Example: "What happened made me feel angry, bitter, humiliated, frightened, scared, sad, jealous, guilty, falsely guilty....etc". .............

Sometimes you may want to add: "And that reminds me of when my (e.g. mother, father, school teacher....etc) did..x,y,z..."

If you find yourself becoming overcome with emotion and unable to continue, check Steps 2 & 3 again - about values, and benefits and burdens. These will help to keep you motivated to continue on through the process. What are the burdens of continuing in the unhappy, unforgiving state, and taking the punishment for the other's wrongdoing? How much longer do you want to go on doing this to yourself, having bad feelings? What could be the benefits in forgiving and returning to the flow of love?


It is helpful to acknowledge why you need to forgive the person you are forgiving, e.g.:-

FORGIVER, say or write:

 "Your actions hurt me, and I need to forgive you because I don't want to go on feeling bad about what happened any more. I've had enough of feeling like this!".

Note 1.

If you are still too emotionally charged, you may need to "get the emotion out of the body" (see the CATHARSIS EXERCISE , if you have not already done this fully) , i.e. beat out the anger, scream out the fear, wail out and share the grief, or confess the guilt to an unconditionally loving person or group.

Or, it may be sufficient for you to speak out how you feel as above. Your feelings do need to be fully acknowledged - but they do not have to control you from now on, or you are not a free person.

Or, some people find it helpful to draw, sketch or paint out their feelings. Some people need to act them out, eg. in psychodrama. Some people express their deep feelings in poetry.

Or, others find it helpful to write a letter to the person (you do NOT need to send it to them), expressing their feelings about what happened.

Note 2.

Occasionally someone has "shut down" their feeling nature because of emotional pain experienced in the past, and wants to relearn to feel deeply again.

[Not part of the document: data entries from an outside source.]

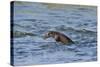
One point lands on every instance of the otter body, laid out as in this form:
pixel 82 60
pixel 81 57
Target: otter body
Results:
pixel 59 37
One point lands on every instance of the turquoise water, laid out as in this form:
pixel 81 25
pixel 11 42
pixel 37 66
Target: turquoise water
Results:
pixel 33 20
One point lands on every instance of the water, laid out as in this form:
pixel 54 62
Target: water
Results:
pixel 33 20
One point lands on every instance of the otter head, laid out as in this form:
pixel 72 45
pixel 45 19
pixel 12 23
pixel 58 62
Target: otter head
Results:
pixel 49 34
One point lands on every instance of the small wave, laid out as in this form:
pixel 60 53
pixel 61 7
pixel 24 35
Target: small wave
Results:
pixel 22 34
pixel 64 28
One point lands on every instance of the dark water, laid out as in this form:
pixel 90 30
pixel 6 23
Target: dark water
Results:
pixel 33 20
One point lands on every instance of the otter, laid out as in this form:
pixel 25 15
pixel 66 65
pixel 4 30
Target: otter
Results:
pixel 59 37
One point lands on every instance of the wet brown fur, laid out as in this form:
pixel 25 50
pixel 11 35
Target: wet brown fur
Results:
pixel 59 37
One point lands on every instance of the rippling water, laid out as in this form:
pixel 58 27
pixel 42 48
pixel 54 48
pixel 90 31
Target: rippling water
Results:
pixel 33 20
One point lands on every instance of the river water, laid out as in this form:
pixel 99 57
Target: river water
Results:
pixel 32 20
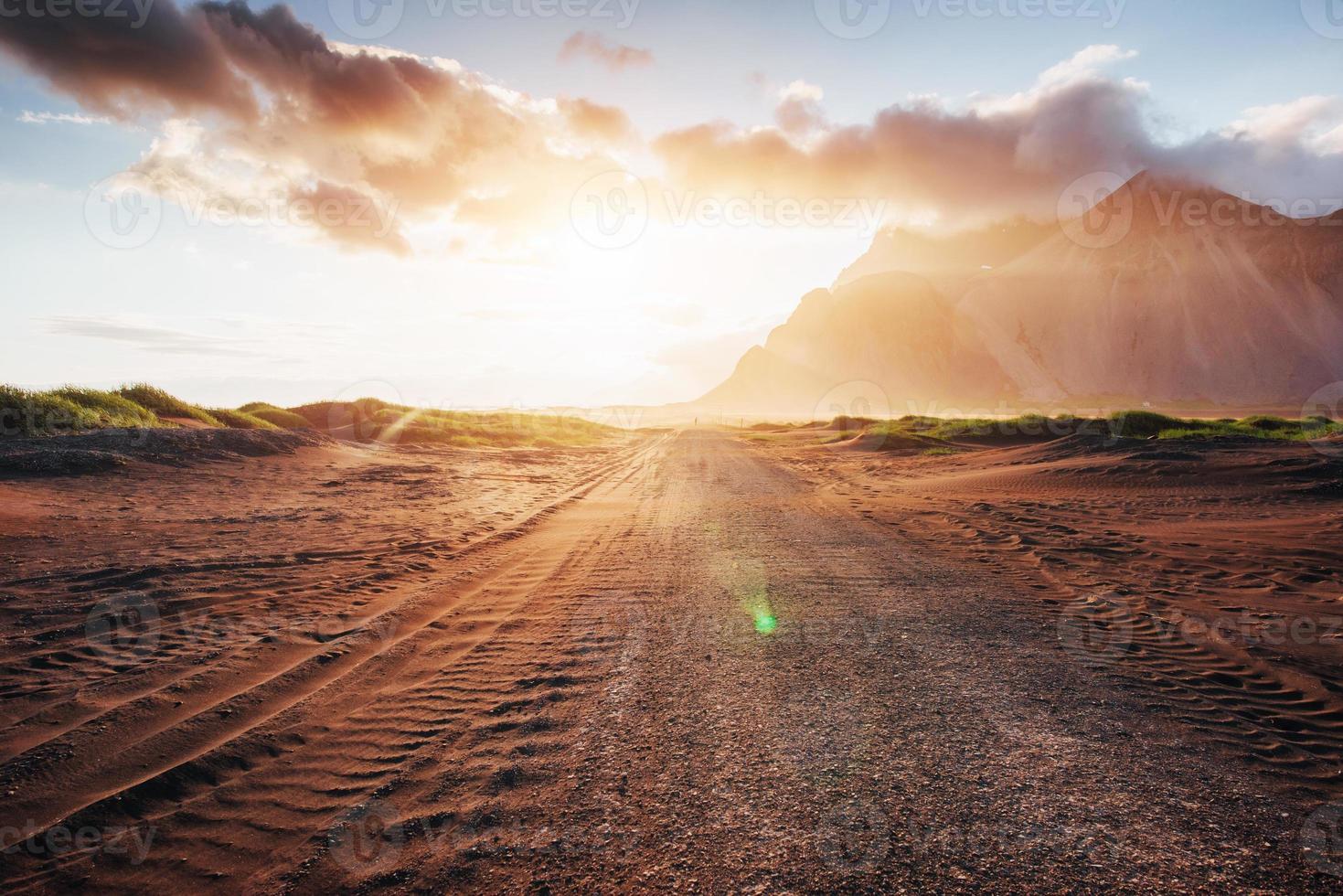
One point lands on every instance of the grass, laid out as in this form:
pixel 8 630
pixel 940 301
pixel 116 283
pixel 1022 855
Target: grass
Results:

In such a case the words would need to be changed, e.g. to "I need to forgive you because I want to let myself trust enough to feel my feelings again, and to believe that it is safe to do so" etc. Catharsis may be appropriate, but exercises in sensory awakening may be better - e.g. enjoying beauty, fragrances, colour, sunsets, massage from a trustworthy and unconditionally loving therapist in a safe environment, etc. These could all be stepping stones to reawakening the joy life within.

Note 3.

Begin to distinguish between FEELINGS and THOUGHTS. It happens very often that when I ask someone to say how they felt they may say something like: "I felt weak and powerless." "I felt stupid" etc. Please note that these are actually not true feelings, but CONCLUSIONS or BELIEFS that were born in the mind at the time as a result of the bad feelings. These need to be sorted out from the FEELINGS and they will be dealt with in the next Step.

The main feelings are ANGER, FEAR, GRIEF, ADMIRATION (and its negative forms of JEALOUSY and ENVY), GUILT, FALSE GUILT (SHAME), LOVE. All other feelings are really variations on these.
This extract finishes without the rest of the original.